Taxes on Retirement Distributions
While California won’t tax social security benefits for a retiree, the state does tax distributions from other retirement accounts, including IRAs, 401(k) plans and pensions, as explained by ChatGPT. What’s worse is if funds are taken out of the account before the age of 59 and a half. The chatbot said I could face a 2.5% state penalty (and 10% federal penalty) or more, depending on the type of account. California’s Franchise Tax Board confirmed the tax on early distributions.
A notable exception is a Roth IRA, which is funded with income that has already been taxed. A Roth IRA grows tax-free, but there are limitations on who can contribute to a Roth.
Same Tax Rate for Capital Gains
Retiring in California means that I will also be subject to taxes on capital gains. The state does not distinguish between short- and long-term capital gains, as explained by ChatGPT. According to the Franchise Tax Board, California does not have a lower rate for capital gains, treating them all as ordinary income.
Some states, like Alaska, Florida, Nevada and Texas, do not tax capital gains, as reported by SmartAsset. Many of these states, however, also do not have state income tax.
Overall Tax Rates in California
ChatGPT noted that the state’s income tax is progressive, ranging from 1 to 13.3% depending on income. It said that a person would be taxed 1% on roughly the first $9,300 and up to 13.3% if they made over $1 million.
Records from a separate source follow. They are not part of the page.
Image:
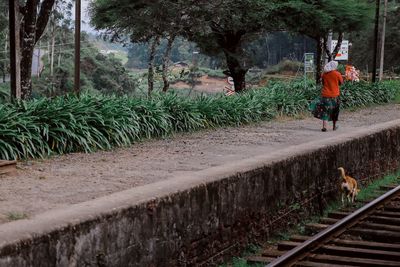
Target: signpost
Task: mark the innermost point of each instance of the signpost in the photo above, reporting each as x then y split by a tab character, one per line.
308	63
15	69
343	53
77	77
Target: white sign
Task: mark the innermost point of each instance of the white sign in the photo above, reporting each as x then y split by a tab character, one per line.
308	62
343	53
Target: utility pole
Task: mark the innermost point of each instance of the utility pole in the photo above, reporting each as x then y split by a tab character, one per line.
383	42
15	50
77	47
378	3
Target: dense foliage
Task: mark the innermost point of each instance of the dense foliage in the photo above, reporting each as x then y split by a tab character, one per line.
39	128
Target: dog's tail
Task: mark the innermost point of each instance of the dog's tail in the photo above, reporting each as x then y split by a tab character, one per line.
343	174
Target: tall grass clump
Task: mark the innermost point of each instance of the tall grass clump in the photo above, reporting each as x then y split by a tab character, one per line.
41	127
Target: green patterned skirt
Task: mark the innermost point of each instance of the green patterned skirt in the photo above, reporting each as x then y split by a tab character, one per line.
325	108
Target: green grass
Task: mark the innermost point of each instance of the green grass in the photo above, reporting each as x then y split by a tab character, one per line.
42	127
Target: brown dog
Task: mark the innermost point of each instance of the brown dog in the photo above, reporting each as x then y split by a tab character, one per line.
349	187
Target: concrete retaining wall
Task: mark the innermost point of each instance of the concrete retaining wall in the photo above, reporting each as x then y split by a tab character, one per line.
188	219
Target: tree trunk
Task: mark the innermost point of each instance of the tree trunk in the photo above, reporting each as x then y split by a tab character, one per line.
152	55
167	53
318	61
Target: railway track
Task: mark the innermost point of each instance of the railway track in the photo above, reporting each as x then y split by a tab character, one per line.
369	236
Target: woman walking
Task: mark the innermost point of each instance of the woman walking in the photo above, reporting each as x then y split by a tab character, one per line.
328	107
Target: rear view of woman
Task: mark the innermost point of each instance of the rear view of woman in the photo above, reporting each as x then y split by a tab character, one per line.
329	104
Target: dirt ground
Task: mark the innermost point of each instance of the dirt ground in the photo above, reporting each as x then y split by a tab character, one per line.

While the AI chatbot correctly assessed the rates a person would pay, the income varied slightly for 2025. AARP reported that the 1% tax rate applies to income up to $10,756. The senior non-profit agency also noted that individuals making over $1 million may pay an additional 1 percent income tax.
Tax Benefits for Seniors
As a senior, ChatGPT suggested that I may qualify for additional benefits in the Golden State, including a “Senior Head of Household” credit of up to $1,748 if I am over the age of 65 with an income under $92,719 and file as Head of Household. Additionally, the chatbot mentioned that retirees over 65 may be eligible for a pension income exclusion.
A review of the Franchise Tax Board confirms the Senior Head of Household credit; however, it explained that you can claim up to $1,806 and must have an income of less than $95,779. For other potential benefits, current or hopeful retirees should consult with an experienced tax professional.
Other Tax Considerations
ChatGPT noted that while property taxes are low in the state, around 0.68%, they can be challenging due to high home values. California lawmakers, however, have taken steps to protect homeowners, including passing Proposition 13, which caps property tax increases at 2% each year and Proposition 19, which allows some seniors to carry over a lower tax base to help purchase a home. ChatGPT also said that there is no estate or inheritance tax in the state.